The biggest problem in our society is that far too many people are inactive. Far too many people don’t reach the recommended 150min/exercise per week. Far too many people are sedentary their whole day.
However, there is also a small amount of people who exercise far too much than is healthy. People who abuse exercise and overexercise. This is also a problem.
And one of the big problems is that the exercise recommendations and guidelines – the fear of being inactive and the negative health consequences of not exercising – is only being taken in by those who are already active. Whereas those who need to follow the recommendations don’t actually listen to the recommendations.
I can personally say – and this is why i am writing this post – is that it is hard to not want to begin exercising alot more than i am already doing. To begin doing 2 workouts a day. To try to walk more than 10 000 steps a day. To stand and be more active. Slight feelings and thoughts of “not doing enough, not being active enough”. And it doesn’t help that i have already cut down alot on my exercise recently due to lack of time and lack of motivation, so i am already feeling like what i am doing is inadequate and so little compared to what i used to once do. And then to be reminded of that more exercise i better (to a certain extent.)
Also the reminder of how bad being sedentary and being still is, is something that is really getting to me. During my type of exercise addiction, i was so incredibly scared to sit down and would stand (or be active) pretty much all the hours that i was awake. And i would even limit my sleep so that i wasn’t still while sleeping (not to mention i thought i wasn’t burning enough calories while sleeping) – that’s how bad it got for me. So to be reminded that being still – and sedentary isn’t good – is slightly bothering me.
Of course, the rational part of my brain reminds me that daily activity and going to the gym/running a few times a week is ENOUGH for health. And the recommended is 150min a week, i.e c.a 30 minutes moderate intensity exercise 5 times a week (as well as daily movement such as walking, taking stairs etc).

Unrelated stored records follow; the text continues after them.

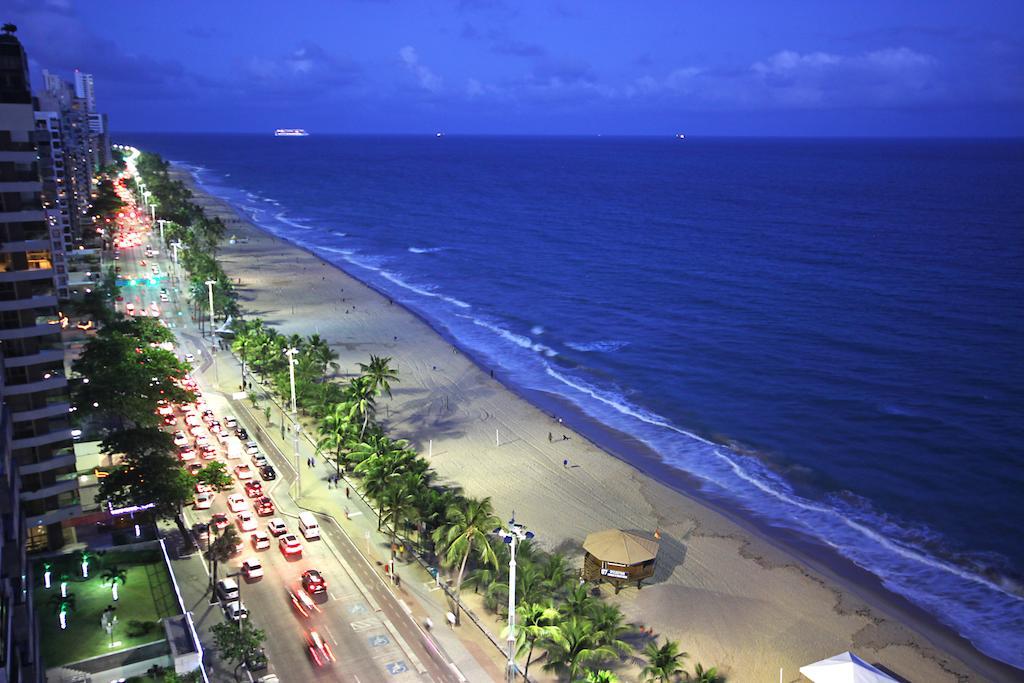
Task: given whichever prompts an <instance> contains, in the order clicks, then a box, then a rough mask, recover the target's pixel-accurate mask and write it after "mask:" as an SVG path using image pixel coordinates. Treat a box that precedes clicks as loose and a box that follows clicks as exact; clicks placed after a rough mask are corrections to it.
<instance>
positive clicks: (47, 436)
mask: <svg viewBox="0 0 1024 683" xmlns="http://www.w3.org/2000/svg"><path fill="white" fill-rule="evenodd" d="M71 440H72V435H71V428H70V427H67V428H65V429H54V430H53V431H51V432H48V433H46V434H38V435H36V436H26V437H25V438H15V439H11V441H10V450H11V451H17V450H19V449H35V447H36V446H40V445H46V444H48V443H57V442H59V441H69V442H71Z"/></svg>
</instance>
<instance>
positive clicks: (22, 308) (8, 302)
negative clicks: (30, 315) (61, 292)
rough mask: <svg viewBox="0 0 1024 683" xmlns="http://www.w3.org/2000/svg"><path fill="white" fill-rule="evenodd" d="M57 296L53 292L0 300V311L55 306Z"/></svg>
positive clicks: (55, 305) (38, 307)
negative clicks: (16, 298)
mask: <svg viewBox="0 0 1024 683" xmlns="http://www.w3.org/2000/svg"><path fill="white" fill-rule="evenodd" d="M56 305H57V298H56V296H55V295H53V294H41V295H39V296H31V297H25V298H24V299H9V300H7V301H0V311H5V310H25V309H26V308H50V307H52V308H56Z"/></svg>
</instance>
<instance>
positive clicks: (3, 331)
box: [0, 323, 60, 341]
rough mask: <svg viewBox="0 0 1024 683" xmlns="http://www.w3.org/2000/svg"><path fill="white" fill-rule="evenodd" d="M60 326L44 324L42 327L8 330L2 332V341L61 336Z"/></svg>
mask: <svg viewBox="0 0 1024 683" xmlns="http://www.w3.org/2000/svg"><path fill="white" fill-rule="evenodd" d="M59 334H60V326H59V325H50V324H49V323H42V324H40V325H27V326H25V327H24V328H8V329H6V330H0V341H8V340H11V339H28V338H29V337H45V336H46V335H59Z"/></svg>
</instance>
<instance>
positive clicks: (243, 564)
mask: <svg viewBox="0 0 1024 683" xmlns="http://www.w3.org/2000/svg"><path fill="white" fill-rule="evenodd" d="M242 573H243V574H244V575H245V578H246V579H259V578H260V577H262V575H263V565H262V564H260V562H259V559H258V558H256V557H247V558H246V560H245V561H244V562H243V563H242Z"/></svg>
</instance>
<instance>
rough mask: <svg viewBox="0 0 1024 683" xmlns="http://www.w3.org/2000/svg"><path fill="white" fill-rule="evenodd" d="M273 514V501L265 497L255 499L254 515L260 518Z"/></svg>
mask: <svg viewBox="0 0 1024 683" xmlns="http://www.w3.org/2000/svg"><path fill="white" fill-rule="evenodd" d="M273 512H274V508H273V501H271V500H270V499H269V498H267V497H266V496H260V497H259V498H258V499H256V514H258V515H259V516H260V517H269V516H270V515H272V514H273Z"/></svg>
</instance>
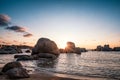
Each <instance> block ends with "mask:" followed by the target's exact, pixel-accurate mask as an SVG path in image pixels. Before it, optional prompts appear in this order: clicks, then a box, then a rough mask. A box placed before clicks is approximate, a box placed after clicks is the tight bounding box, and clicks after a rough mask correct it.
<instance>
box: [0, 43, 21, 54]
mask: <svg viewBox="0 0 120 80" xmlns="http://www.w3.org/2000/svg"><path fill="white" fill-rule="evenodd" d="M16 53H22V51H21V49H19V48H17V46H14V45H12V46H2V47H1V49H0V54H16Z"/></svg>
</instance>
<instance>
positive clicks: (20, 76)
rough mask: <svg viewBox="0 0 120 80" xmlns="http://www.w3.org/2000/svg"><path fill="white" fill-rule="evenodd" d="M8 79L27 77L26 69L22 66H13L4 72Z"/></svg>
mask: <svg viewBox="0 0 120 80" xmlns="http://www.w3.org/2000/svg"><path fill="white" fill-rule="evenodd" d="M6 75H8V77H9V78H10V79H18V78H29V77H30V76H29V75H28V73H27V70H26V69H24V68H13V69H10V70H8V71H7V72H6Z"/></svg>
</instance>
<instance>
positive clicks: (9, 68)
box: [2, 62, 22, 72]
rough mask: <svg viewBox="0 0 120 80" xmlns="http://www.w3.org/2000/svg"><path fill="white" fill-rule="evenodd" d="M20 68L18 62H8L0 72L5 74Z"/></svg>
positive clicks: (20, 64) (20, 65) (20, 66)
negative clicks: (17, 68)
mask: <svg viewBox="0 0 120 80" xmlns="http://www.w3.org/2000/svg"><path fill="white" fill-rule="evenodd" d="M21 67H22V65H21V63H20V62H9V63H7V64H6V65H5V66H4V67H3V68H2V72H6V71H8V70H10V69H13V68H21Z"/></svg>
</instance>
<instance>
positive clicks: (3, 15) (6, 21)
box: [0, 14, 11, 26]
mask: <svg viewBox="0 0 120 80" xmlns="http://www.w3.org/2000/svg"><path fill="white" fill-rule="evenodd" d="M10 20H11V18H10V17H9V16H8V15H5V14H0V26H8V24H9V23H10Z"/></svg>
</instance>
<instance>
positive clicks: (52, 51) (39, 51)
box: [31, 38, 59, 55]
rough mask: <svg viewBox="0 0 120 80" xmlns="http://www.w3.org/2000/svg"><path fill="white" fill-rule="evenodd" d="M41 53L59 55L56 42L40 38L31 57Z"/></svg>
mask: <svg viewBox="0 0 120 80" xmlns="http://www.w3.org/2000/svg"><path fill="white" fill-rule="evenodd" d="M40 53H44V54H46V53H50V54H53V55H59V50H58V47H57V45H56V43H55V42H54V41H51V40H50V39H47V38H40V39H39V40H38V42H37V44H36V45H35V47H34V48H33V50H32V54H31V55H36V54H40ZM42 55H43V54H42Z"/></svg>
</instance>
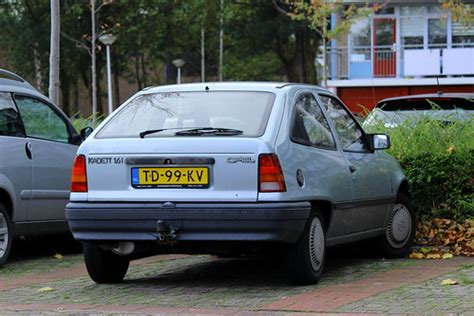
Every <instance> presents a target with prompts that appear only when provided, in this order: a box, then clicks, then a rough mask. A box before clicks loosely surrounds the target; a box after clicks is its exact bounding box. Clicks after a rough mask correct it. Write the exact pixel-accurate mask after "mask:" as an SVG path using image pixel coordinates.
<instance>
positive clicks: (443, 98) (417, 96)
mask: <svg viewBox="0 0 474 316" xmlns="http://www.w3.org/2000/svg"><path fill="white" fill-rule="evenodd" d="M446 98H448V99H449V98H451V99H474V93H469V92H459V93H428V94H413V95H405V96H400V97H394V98H387V99H383V100H380V101H379V102H377V105H376V107H377V106H379V105H381V104H382V103H384V102H391V101H398V100H410V99H446Z"/></svg>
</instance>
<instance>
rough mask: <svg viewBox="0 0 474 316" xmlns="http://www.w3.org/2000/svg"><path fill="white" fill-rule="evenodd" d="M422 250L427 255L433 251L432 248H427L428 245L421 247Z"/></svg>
mask: <svg viewBox="0 0 474 316" xmlns="http://www.w3.org/2000/svg"><path fill="white" fill-rule="evenodd" d="M420 251H421V252H422V253H423V254H424V255H426V254H427V253H429V252H430V251H431V249H430V248H427V247H423V248H421V249H420Z"/></svg>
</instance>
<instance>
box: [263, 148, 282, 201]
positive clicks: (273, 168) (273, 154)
mask: <svg viewBox="0 0 474 316" xmlns="http://www.w3.org/2000/svg"><path fill="white" fill-rule="evenodd" d="M258 190H259V192H285V191H286V185H285V177H284V176H283V171H282V170H281V166H280V161H279V160H278V156H277V155H275V154H262V155H260V156H259V159H258Z"/></svg>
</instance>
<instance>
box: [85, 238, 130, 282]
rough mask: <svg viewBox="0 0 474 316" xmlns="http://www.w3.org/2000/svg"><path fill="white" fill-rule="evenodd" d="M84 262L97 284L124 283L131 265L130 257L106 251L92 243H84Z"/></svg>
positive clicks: (109, 251)
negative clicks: (122, 255) (129, 266)
mask: <svg viewBox="0 0 474 316" xmlns="http://www.w3.org/2000/svg"><path fill="white" fill-rule="evenodd" d="M84 261H85V263H86V267H87V272H88V273H89V276H90V277H91V279H92V280H94V282H96V283H120V282H122V281H123V278H124V277H125V274H126V273H127V270H128V266H129V264H130V259H129V258H128V257H125V256H119V255H116V254H115V253H113V252H112V251H110V250H104V249H102V248H101V247H100V246H99V244H98V243H96V242H90V241H88V242H84Z"/></svg>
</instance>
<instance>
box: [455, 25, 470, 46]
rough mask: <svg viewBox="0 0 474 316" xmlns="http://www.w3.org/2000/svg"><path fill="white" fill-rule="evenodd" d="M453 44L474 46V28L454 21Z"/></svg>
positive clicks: (468, 45) (455, 44) (456, 44)
mask: <svg viewBox="0 0 474 316" xmlns="http://www.w3.org/2000/svg"><path fill="white" fill-rule="evenodd" d="M452 27H453V46H454V47H474V28H472V27H467V26H465V25H463V24H462V23H460V22H453V24H452Z"/></svg>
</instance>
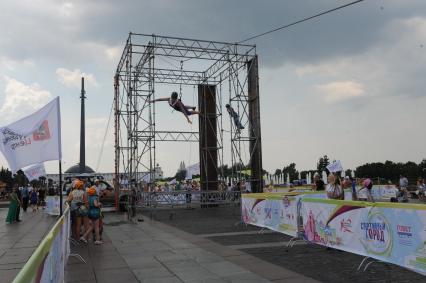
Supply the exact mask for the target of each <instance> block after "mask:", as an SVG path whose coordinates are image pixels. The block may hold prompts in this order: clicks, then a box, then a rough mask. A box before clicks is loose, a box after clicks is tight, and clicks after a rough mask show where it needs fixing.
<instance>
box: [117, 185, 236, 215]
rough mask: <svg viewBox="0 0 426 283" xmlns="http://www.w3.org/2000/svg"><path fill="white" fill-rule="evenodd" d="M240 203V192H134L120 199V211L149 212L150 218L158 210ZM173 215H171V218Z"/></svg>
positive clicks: (184, 191)
mask: <svg viewBox="0 0 426 283" xmlns="http://www.w3.org/2000/svg"><path fill="white" fill-rule="evenodd" d="M240 203H241V192H233V191H173V192H143V191H139V190H134V191H132V192H129V194H128V195H127V196H126V197H125V198H122V199H121V201H120V206H121V209H122V210H124V211H127V212H129V214H130V215H132V216H135V215H136V210H149V211H150V212H151V214H150V215H151V218H152V217H153V215H154V214H155V211H156V210H158V209H175V208H187V209H192V208H197V207H199V208H207V207H215V206H219V205H221V206H235V207H239V206H240ZM172 215H173V213H171V216H170V217H172Z"/></svg>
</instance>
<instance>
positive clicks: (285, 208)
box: [241, 193, 300, 237]
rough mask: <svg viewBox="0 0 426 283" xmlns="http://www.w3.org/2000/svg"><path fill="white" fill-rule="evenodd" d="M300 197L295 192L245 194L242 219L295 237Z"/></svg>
mask: <svg viewBox="0 0 426 283" xmlns="http://www.w3.org/2000/svg"><path fill="white" fill-rule="evenodd" d="M299 198H300V197H299V196H298V195H297V194H295V193H281V194H278V193H276V194H243V195H242V201H241V209H242V220H243V222H244V223H247V224H252V225H255V226H259V227H264V228H268V229H271V230H274V231H277V232H281V233H283V234H286V235H289V236H293V237H295V236H297V215H298V213H297V205H298V202H299Z"/></svg>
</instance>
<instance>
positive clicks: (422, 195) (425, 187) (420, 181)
mask: <svg viewBox="0 0 426 283" xmlns="http://www.w3.org/2000/svg"><path fill="white" fill-rule="evenodd" d="M425 192H426V185H425V180H424V179H423V178H418V179H417V195H418V196H419V200H421V201H424V200H425V199H426V196H425Z"/></svg>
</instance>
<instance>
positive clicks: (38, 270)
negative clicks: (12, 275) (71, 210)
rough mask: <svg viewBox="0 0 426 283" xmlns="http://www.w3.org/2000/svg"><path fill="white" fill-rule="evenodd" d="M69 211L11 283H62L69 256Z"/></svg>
mask: <svg viewBox="0 0 426 283" xmlns="http://www.w3.org/2000/svg"><path fill="white" fill-rule="evenodd" d="M70 231H71V220H70V210H69V208H67V209H66V210H65V212H64V214H63V215H62V216H61V217H60V218H59V219H58V221H57V222H56V223H55V225H54V226H53V228H52V229H51V230H50V231H49V232H48V233H47V235H46V236H45V237H44V239H43V240H42V241H41V243H40V245H39V246H38V247H37V249H36V250H35V251H34V253H33V254H32V255H31V257H30V259H29V260H28V261H27V263H26V264H25V265H24V267H23V268H22V269H21V271H20V272H19V273H18V275H17V276H16V278H15V279H14V280H13V283H29V282H34V283H47V282H64V280H65V265H66V264H67V260H68V256H69V254H70V245H69V236H70Z"/></svg>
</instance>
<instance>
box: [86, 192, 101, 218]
mask: <svg viewBox="0 0 426 283" xmlns="http://www.w3.org/2000/svg"><path fill="white" fill-rule="evenodd" d="M96 199H97V196H90V197H89V211H88V216H89V218H92V219H98V218H99V217H100V216H101V209H100V208H99V207H96V206H95V200H96Z"/></svg>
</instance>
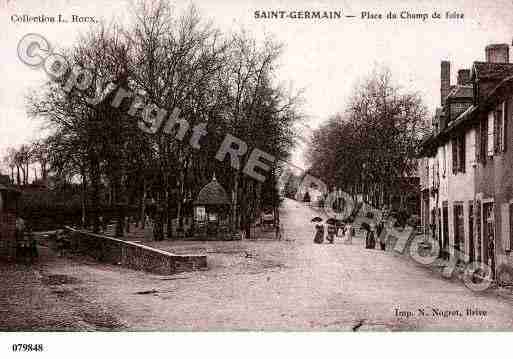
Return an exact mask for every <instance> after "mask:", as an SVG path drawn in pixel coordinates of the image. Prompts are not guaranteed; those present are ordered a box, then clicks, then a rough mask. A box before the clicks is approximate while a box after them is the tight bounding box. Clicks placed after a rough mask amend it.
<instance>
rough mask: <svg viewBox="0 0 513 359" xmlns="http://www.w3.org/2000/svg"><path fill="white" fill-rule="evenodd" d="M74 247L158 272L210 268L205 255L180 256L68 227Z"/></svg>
mask: <svg viewBox="0 0 513 359" xmlns="http://www.w3.org/2000/svg"><path fill="white" fill-rule="evenodd" d="M66 230H67V231H69V234H70V249H71V250H73V251H77V252H80V253H83V254H87V255H89V256H91V257H93V258H95V259H96V260H98V261H100V262H106V263H111V264H118V265H121V266H123V267H127V268H131V269H135V270H143V271H147V272H152V273H156V274H173V273H177V272H183V271H191V270H201V269H206V268H207V256H206V255H203V254H189V255H177V254H172V253H169V252H166V251H163V250H160V249H156V248H152V247H148V246H145V245H142V244H138V243H133V242H128V241H123V240H120V239H117V238H113V237H108V236H104V235H99V234H94V233H91V232H87V231H81V230H77V229H74V228H71V227H66Z"/></svg>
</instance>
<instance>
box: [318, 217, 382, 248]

Why am i writing this post… well to be honest and to share my thoughts. I do find it slightly triggering in some sense – not triggering enough to affect me negatively, but it does get me thinking and feeling slightly inadequate with my exercise. And i am writing this, so that maybe if YOU are in a sensitive place or have/do struggle with exercise addiction, then maybe learning about exercise or training to be a PT or something isn’t the best thing to do. Not until you are in a better place mentally anyway.
I know personally that if i had started studying nutrition while still sick in my eating disorder – it would have been done for the wrong reasons. As well as been incredibly triggering, whereas now i am not triggered by learning about nutrition or how food is digested and absorbed. And neither am i triggered by testing different diets, counting calories or making meal plans for others.
I do also want to mention that in my course i am currently tracking my steps for 2 weeks, and i don’t find this triggering. But that is because i already have a step counter on my phone so i already know my average step count – but i do think it could be very triggering for someone who has had a past with exercise addiction/obsession with exercise.
Learning about exercise and exercise physiology and nutrition is very interesting, and a great compliment to all the nutrition knowledge i have. Because exercise and nutrition usually go hand in hand. And i am going to remind myself that i am doing enough exercise to be healthy and don’t need to do more or stress myself to do more when i already have so much else going on in my life.
I would love to know what others think about this, or if you have been in the same experience/situation 🙂
(Also, please don’t interpret this as i am sick/falling into old behaviours – it is just me sharing my thoughts and maybe able to help others!)